The Day 1 afternoon panel was titled Gaps and Voids in Open Source Geo Technology. The idea was to have those in the know highlight what was “still” missing in open source geospatial offerings, offer some insights into why and even offer solutions.
The panel included the following folks who were expertly questioned by Sophia Parafina.
- Howard Butler, Hobu Inc.
- Nathaniel Kelso, Stamen Design
- Tom MacWright, MapBox
- Juan Marin, OpenGeo
- Schuyler Erle, Entropy Free LLC
What follows are the key ideas I took away. My apologies to the speakers for not assigning ideas to individuals; I treated you as a collective. : )
Why do open source geospatial software interfaces “suck”?
- Expectations for interfaces change. At first a command line is fine, because you are writing for yourself or for other techies. When people get frustrated and angry, they build more elegant an accessible user interfaces.
- We live at the intersection of bad open source user interfaces and bad GIS interfaces. That’s in part because there is a belief that programmers can build good interfaces. They can’t. Organizations need to hire actual interface design professionals.
- A user interface indicates the maturation of a programmer(s)’ project (meant to scratch an itch, that is quickly solve a problem for an individual or group) to a the development of a product.

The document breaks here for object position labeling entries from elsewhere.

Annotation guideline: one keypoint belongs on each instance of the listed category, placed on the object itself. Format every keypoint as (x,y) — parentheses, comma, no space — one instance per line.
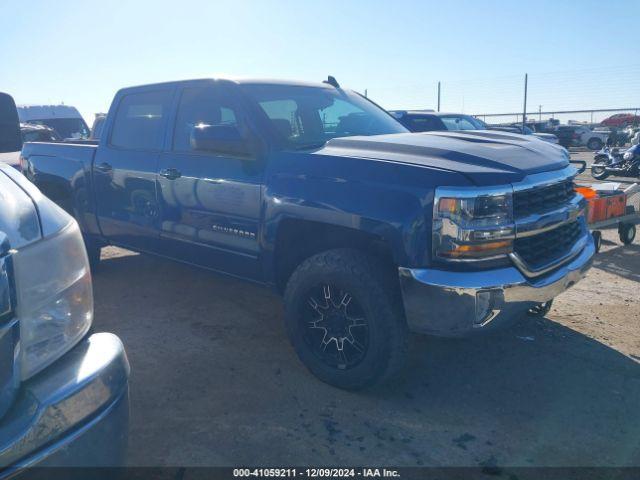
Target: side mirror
(10,137)
(223,139)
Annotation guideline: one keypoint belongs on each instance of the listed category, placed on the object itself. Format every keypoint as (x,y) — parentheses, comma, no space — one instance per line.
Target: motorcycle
(614,162)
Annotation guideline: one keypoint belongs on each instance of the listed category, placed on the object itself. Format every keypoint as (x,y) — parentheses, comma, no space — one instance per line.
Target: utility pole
(524,111)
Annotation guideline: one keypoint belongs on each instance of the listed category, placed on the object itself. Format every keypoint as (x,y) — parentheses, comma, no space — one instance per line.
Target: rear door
(209,202)
(125,166)
(9,333)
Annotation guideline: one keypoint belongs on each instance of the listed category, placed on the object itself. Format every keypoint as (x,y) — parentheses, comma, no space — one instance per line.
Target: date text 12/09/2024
(315,473)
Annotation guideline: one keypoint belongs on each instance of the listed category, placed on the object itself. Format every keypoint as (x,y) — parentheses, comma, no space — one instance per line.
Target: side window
(201,106)
(426,124)
(284,117)
(139,120)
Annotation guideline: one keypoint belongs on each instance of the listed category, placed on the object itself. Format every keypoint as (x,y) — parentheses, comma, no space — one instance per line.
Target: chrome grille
(542,199)
(545,248)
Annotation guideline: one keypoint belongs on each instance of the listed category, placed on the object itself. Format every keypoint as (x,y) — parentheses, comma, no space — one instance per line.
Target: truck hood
(19,219)
(485,157)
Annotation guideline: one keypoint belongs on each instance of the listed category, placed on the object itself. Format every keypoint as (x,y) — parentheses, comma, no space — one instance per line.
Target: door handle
(104,167)
(170,173)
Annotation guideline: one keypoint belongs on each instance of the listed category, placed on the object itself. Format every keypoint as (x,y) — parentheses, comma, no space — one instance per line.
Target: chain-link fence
(585,96)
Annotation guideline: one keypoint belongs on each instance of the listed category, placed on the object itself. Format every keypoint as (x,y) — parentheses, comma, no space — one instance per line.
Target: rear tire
(627,233)
(599,173)
(597,240)
(372,331)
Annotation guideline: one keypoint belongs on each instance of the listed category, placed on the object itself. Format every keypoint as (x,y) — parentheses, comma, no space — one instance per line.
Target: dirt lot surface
(215,382)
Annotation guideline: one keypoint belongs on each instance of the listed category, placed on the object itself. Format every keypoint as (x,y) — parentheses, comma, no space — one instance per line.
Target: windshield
(307,117)
(66,128)
(462,122)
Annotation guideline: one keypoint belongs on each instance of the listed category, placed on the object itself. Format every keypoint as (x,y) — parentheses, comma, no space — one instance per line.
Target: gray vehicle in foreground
(63,392)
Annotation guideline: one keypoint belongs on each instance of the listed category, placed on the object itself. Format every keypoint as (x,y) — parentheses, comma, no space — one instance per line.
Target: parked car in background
(37,133)
(621,120)
(65,120)
(579,135)
(367,230)
(63,392)
(518,128)
(430,121)
(98,125)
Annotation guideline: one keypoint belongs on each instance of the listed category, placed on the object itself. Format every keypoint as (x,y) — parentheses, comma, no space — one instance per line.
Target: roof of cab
(238,81)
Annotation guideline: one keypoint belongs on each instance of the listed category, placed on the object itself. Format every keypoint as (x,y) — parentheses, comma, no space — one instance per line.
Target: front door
(124,170)
(209,202)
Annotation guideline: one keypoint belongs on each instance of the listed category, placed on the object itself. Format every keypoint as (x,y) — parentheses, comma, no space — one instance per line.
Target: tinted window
(306,117)
(139,120)
(462,122)
(201,106)
(65,128)
(427,123)
(10,140)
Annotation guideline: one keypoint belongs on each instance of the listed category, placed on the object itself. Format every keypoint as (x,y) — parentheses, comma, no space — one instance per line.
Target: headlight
(54,297)
(472,226)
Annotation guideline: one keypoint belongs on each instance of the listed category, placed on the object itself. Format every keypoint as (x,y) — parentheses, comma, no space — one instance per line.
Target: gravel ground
(215,382)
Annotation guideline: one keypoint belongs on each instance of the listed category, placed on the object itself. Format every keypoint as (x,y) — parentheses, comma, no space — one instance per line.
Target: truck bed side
(62,171)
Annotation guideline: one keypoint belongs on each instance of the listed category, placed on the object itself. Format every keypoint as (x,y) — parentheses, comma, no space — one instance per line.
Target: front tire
(93,253)
(594,144)
(343,319)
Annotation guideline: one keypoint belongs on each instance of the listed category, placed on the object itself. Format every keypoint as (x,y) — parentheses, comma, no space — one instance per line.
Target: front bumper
(448,303)
(73,413)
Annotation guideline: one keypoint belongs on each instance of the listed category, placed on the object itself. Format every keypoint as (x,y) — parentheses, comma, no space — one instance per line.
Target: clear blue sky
(579,54)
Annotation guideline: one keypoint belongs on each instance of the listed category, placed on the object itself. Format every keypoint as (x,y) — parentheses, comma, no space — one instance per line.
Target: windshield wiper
(309,146)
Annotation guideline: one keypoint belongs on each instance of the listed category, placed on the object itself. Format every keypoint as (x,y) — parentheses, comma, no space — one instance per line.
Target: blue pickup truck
(63,391)
(367,230)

Development Seed requested $1 million to fund development of a simple to use user interface for editing OpenStreetMap. Is that too much money?
- No, the user of OSM is changing; this is not too much. Map users are (and should be) data creators and editors, too.
What is the state of project communities? Should they be large with players from many organizations? Focused around a single organization (such as a company)? Which size grows best?
- More control via a smaller group can mean more steady progress. Larger groups of input and more committers can mean more “pulling in different directions.” Either way can work.
- The smaller the bits of code, the more likely they are to be used in more projects; there is more commonality. That breeds better and more active collaboration and less competition.
- Big commercially funding projects are ok, but giving money for smaller enhancement to core functionality is valuable and necessary. Don’t overlook such contributions.
- As projects mature, organizations are likely to pay for “add-on” type features. It’s hard to draw funding pay for core enhancements, such as restructuring the core when/if needed.
Should shapefiles be replaced with Spatialite?
- The source code open the development of that source code is not. I’m not comfortable with this option.
What are the trends in open source licensing?
- The more liberal licenses are becoming more popular. Why? The cost of internal forking (splitting off from the core development effort and “doing your own thing”) is higher than working on the actual project.
- Licenses are cultural - some organization/industries/geography prefer one type over another. Richard Stallman (of GPL and LGPL fame) says use what works for your project.
How do we make money? Do we follow the beekeeper model? (Developers are bees who sell their services to those who sell their output, aka honey/wax.)
- The real business model is making things work. There are some 400 online galleries to store and share photo galleries, but the vast majority use just two: Flickr and Facebook. Why? They scale and folks stay up at night to keep them running.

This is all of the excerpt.